Mike Cafarella, University of Michigan
Drinking from the fire hose: collaborating
Big data research often necessitates a wide variety of skills and perspectives. The growth of teams in academic research has been increasing for decades:
Drinking from the fire hose: collaborating
This trend is likely to persist as big data research becomes more common
“the best research will often merge in collaboration between computer scientists who will have access to the tools and the background to further develop and apply those, and with social scientists who will have, sort of, good pressing social questions that we can get insight into with the data that is now available. ”
Scott Hale, Oxford Internet Institute
Drinking from the fire hose: collaborating
This trend is likely to persist as big data research becomes more common
“I can find someone to optimise an algorithm, I can pay someone to build a website but what I want is someone that is going to be thinking the human side through every step of the way, and when you build an algorithm and when you write a line of code you ask, does this make sense in terms of the phenomena that I am trying to model or trying to interpret.”
Josh Introne, Michigan State University
Drinking from the fire hose: mixing methods
While Big Data is necessarily quantitative, it can be used in conjunction with other methods.
“For me, I think if I only look at the numbers I don’t get the whole picture … if we look at, for example, Twitter data, you can see some tendencies, but if you want to answer the right question then I think it’s necessary to do more qualitative studies … So I’m doing interviews with political parties, I’m also doing interviews with journalists, in order to talk about how they are using social media as journalistic tools. ”
Bente Kalsnes, University of Oslo
Drinking from the fire hose: mixing methods
This means correlations can point the way for deeper causal explanatory research.
“So you start off with the patterns and then what you should be doing is saying ‘Well, here’s some possible reasons’, and then when you’ve found some relationships which really deserve more study then you would go off and do a more detailed qualitative assessment as to whether this was true or not. . ”

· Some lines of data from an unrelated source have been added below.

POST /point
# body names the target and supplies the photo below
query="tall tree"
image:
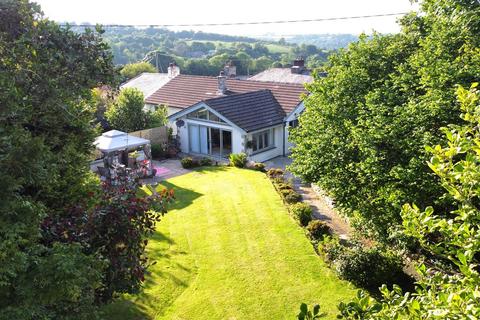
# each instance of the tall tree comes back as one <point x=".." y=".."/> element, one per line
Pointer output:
<point x="362" y="135"/>
<point x="46" y="75"/>
<point x="450" y="289"/>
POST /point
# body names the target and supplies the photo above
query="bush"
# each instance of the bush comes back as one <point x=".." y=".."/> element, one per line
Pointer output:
<point x="158" y="151"/>
<point x="283" y="186"/>
<point x="290" y="196"/>
<point x="370" y="268"/>
<point x="318" y="229"/>
<point x="205" y="162"/>
<point x="238" y="160"/>
<point x="188" y="163"/>
<point x="259" y="166"/>
<point x="302" y="212"/>
<point x="274" y="173"/>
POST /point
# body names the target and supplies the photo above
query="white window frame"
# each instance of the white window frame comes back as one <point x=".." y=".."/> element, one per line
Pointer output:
<point x="258" y="139"/>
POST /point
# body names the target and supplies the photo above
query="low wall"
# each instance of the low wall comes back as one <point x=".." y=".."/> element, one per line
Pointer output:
<point x="158" y="135"/>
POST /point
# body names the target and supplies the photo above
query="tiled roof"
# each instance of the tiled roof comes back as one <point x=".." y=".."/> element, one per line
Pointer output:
<point x="186" y="90"/>
<point x="250" y="111"/>
<point x="146" y="82"/>
<point x="283" y="75"/>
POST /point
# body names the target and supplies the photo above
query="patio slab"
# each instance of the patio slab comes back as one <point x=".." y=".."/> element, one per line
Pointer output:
<point x="166" y="169"/>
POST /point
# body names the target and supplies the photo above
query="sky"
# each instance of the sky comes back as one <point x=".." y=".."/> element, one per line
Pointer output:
<point x="215" y="11"/>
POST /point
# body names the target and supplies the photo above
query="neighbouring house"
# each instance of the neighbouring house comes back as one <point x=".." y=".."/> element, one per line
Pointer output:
<point x="216" y="116"/>
<point x="295" y="74"/>
<point x="149" y="83"/>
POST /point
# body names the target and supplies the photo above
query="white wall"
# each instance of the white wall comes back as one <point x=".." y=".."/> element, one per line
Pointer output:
<point x="237" y="140"/>
<point x="271" y="153"/>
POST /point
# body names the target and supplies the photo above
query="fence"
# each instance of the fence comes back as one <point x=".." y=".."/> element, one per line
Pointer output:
<point x="158" y="135"/>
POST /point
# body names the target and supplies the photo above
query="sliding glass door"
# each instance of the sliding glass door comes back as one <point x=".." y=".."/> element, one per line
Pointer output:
<point x="210" y="141"/>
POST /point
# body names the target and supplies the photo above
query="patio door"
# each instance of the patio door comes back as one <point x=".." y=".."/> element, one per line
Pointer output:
<point x="198" y="137"/>
<point x="210" y="141"/>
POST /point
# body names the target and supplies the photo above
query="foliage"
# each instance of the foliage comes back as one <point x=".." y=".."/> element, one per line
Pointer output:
<point x="306" y="314"/>
<point x="259" y="166"/>
<point x="157" y="118"/>
<point x="371" y="268"/>
<point x="238" y="160"/>
<point x="205" y="162"/>
<point x="126" y="113"/>
<point x="443" y="291"/>
<point x="201" y="53"/>
<point x="115" y="231"/>
<point x="158" y="151"/>
<point x="302" y="213"/>
<point x="362" y="135"/>
<point x="188" y="163"/>
<point x="233" y="211"/>
<point x="317" y="229"/>
<point x="290" y="196"/>
<point x="275" y="172"/>
<point x="132" y="70"/>
<point x="46" y="76"/>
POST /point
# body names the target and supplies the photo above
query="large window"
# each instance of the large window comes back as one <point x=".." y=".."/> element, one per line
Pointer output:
<point x="204" y="114"/>
<point x="262" y="140"/>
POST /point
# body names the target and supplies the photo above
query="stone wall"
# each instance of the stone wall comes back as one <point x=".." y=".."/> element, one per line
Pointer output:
<point x="158" y="135"/>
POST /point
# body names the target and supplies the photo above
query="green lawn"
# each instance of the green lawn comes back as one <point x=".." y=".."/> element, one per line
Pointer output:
<point x="229" y="250"/>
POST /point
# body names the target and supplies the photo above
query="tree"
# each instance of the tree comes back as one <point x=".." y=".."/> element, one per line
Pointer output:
<point x="46" y="76"/>
<point x="132" y="70"/>
<point x="262" y="64"/>
<point x="126" y="113"/>
<point x="361" y="137"/>
<point x="448" y="290"/>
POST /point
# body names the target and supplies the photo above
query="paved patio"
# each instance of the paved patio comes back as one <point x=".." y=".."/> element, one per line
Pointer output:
<point x="322" y="205"/>
<point x="166" y="169"/>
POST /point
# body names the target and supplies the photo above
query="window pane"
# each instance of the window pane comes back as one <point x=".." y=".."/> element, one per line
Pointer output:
<point x="202" y="114"/>
<point x="213" y="117"/>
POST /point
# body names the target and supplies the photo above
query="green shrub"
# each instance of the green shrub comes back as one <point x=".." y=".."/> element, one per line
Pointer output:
<point x="157" y="151"/>
<point x="275" y="173"/>
<point x="188" y="163"/>
<point x="205" y="162"/>
<point x="290" y="196"/>
<point x="318" y="229"/>
<point x="302" y="212"/>
<point x="238" y="160"/>
<point x="283" y="186"/>
<point x="370" y="268"/>
<point x="259" y="166"/>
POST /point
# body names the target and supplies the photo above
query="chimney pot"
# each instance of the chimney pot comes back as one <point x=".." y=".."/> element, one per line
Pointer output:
<point x="222" y="83"/>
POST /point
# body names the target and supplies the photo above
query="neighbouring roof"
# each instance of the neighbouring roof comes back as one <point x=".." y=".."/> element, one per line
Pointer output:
<point x="283" y="75"/>
<point x="146" y="82"/>
<point x="250" y="111"/>
<point x="114" y="140"/>
<point x="186" y="90"/>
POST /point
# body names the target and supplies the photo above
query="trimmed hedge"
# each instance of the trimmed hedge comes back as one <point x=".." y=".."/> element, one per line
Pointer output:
<point x="302" y="212"/>
<point x="238" y="160"/>
<point x="317" y="229"/>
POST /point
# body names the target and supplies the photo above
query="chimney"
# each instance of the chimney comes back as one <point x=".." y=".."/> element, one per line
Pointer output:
<point x="230" y="69"/>
<point x="298" y="65"/>
<point x="222" y="83"/>
<point x="173" y="70"/>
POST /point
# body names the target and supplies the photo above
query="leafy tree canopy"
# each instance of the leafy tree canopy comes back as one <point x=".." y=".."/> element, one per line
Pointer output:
<point x="447" y="291"/>
<point x="363" y="133"/>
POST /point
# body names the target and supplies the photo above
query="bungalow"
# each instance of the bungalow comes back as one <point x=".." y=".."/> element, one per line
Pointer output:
<point x="218" y="116"/>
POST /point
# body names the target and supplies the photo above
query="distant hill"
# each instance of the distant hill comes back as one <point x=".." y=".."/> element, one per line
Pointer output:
<point x="324" y="41"/>
<point x="203" y="53"/>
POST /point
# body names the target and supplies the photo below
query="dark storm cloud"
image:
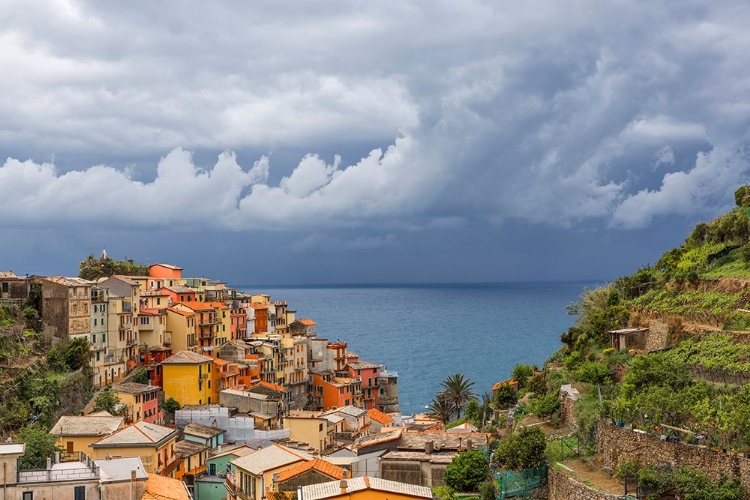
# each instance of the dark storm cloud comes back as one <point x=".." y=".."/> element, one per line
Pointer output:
<point x="555" y="114"/>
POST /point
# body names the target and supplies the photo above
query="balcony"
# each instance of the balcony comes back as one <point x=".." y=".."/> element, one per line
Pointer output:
<point x="170" y="467"/>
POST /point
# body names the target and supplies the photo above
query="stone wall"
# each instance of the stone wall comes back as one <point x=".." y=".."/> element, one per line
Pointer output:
<point x="658" y="335"/>
<point x="560" y="486"/>
<point x="616" y="445"/>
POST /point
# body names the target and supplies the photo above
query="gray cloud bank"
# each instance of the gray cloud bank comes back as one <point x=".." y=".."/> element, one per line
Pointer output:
<point x="555" y="114"/>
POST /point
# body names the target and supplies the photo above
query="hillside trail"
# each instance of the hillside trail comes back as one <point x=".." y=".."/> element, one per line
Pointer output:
<point x="90" y="405"/>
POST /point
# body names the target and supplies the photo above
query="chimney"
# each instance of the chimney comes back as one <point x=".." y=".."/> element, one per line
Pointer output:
<point x="343" y="482"/>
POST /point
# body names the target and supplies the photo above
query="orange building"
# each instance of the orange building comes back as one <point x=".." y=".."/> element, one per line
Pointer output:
<point x="334" y="392"/>
<point x="261" y="317"/>
<point x="238" y="323"/>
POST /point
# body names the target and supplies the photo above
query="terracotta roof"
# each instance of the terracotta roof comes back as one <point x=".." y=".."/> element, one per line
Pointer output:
<point x="88" y="425"/>
<point x="498" y="385"/>
<point x="164" y="488"/>
<point x="168" y="266"/>
<point x="185" y="448"/>
<point x="134" y="388"/>
<point x="268" y="385"/>
<point x="145" y="311"/>
<point x="201" y="430"/>
<point x="380" y="417"/>
<point x="178" y="289"/>
<point x="186" y="358"/>
<point x="327" y="468"/>
<point x="373" y="439"/>
<point x="197" y="306"/>
<point x="62" y="280"/>
<point x="139" y="434"/>
<point x="333" y="488"/>
<point x="180" y="312"/>
<point x="361" y="365"/>
<point x="270" y="458"/>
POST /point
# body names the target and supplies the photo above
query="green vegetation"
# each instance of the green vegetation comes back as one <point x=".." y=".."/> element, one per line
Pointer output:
<point x="467" y="471"/>
<point x="39" y="446"/>
<point x="92" y="268"/>
<point x="107" y="401"/>
<point x="523" y="450"/>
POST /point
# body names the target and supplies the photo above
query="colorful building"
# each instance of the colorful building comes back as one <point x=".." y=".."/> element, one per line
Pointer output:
<point x="187" y="378"/>
<point x="76" y="433"/>
<point x="254" y="477"/>
<point x="141" y="402"/>
<point x="365" y="488"/>
<point x="154" y="444"/>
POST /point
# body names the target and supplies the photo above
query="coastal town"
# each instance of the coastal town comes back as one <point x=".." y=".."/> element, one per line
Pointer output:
<point x="215" y="394"/>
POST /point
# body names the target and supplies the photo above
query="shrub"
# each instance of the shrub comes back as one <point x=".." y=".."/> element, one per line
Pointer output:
<point x="467" y="471"/>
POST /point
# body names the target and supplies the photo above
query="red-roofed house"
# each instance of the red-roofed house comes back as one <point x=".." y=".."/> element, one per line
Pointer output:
<point x="313" y="472"/>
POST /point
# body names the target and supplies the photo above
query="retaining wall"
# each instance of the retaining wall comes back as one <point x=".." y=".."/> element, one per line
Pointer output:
<point x="617" y="444"/>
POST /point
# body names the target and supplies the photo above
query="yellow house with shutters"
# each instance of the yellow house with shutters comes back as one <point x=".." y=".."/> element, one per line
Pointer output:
<point x="155" y="444"/>
<point x="76" y="433"/>
<point x="187" y="378"/>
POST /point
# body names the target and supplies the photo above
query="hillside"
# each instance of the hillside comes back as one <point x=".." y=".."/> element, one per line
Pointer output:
<point x="666" y="351"/>
<point x="39" y="382"/>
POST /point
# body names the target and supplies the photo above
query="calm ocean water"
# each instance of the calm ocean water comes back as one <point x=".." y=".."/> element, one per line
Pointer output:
<point x="427" y="332"/>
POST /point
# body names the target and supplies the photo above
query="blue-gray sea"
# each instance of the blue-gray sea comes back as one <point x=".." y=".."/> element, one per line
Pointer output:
<point x="427" y="332"/>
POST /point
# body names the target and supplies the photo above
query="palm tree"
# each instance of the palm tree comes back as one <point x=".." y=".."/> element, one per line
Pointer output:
<point x="441" y="408"/>
<point x="459" y="390"/>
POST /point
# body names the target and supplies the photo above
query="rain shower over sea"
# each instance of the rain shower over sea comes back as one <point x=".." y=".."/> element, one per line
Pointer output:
<point x="427" y="332"/>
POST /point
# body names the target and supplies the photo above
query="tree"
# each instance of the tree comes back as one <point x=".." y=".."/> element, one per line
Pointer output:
<point x="523" y="450"/>
<point x="106" y="401"/>
<point x="522" y="373"/>
<point x="505" y="396"/>
<point x="467" y="471"/>
<point x="459" y="390"/>
<point x="441" y="408"/>
<point x="39" y="446"/>
<point x="77" y="353"/>
<point x="141" y="376"/>
<point x="170" y="406"/>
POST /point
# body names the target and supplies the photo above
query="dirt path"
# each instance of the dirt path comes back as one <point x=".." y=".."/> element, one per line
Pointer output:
<point x="594" y="477"/>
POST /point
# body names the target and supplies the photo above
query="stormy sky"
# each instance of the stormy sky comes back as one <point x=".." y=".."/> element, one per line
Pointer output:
<point x="273" y="142"/>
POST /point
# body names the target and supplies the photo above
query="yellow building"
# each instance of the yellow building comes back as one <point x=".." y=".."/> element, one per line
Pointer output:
<point x="254" y="477"/>
<point x="187" y="378"/>
<point x="153" y="443"/>
<point x="76" y="433"/>
<point x="140" y="400"/>
<point x="224" y="328"/>
<point x="181" y="330"/>
<point x="193" y="458"/>
<point x="310" y="427"/>
<point x="365" y="488"/>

Richard Webber, King’s College London
Conclusion: learning to drink from the fire hose
The major question around Big Data is not what the data looks like and more about what we do with it.
The Big Data approach seems to challenge basic tenets of academic research, undermining precision, validity and explanatory power
However, with a greater understanding of the nature of data, a collaborative approach and a willingness to employ multiple methods, we’ll be better equipped to drink from the Big Data fire hose.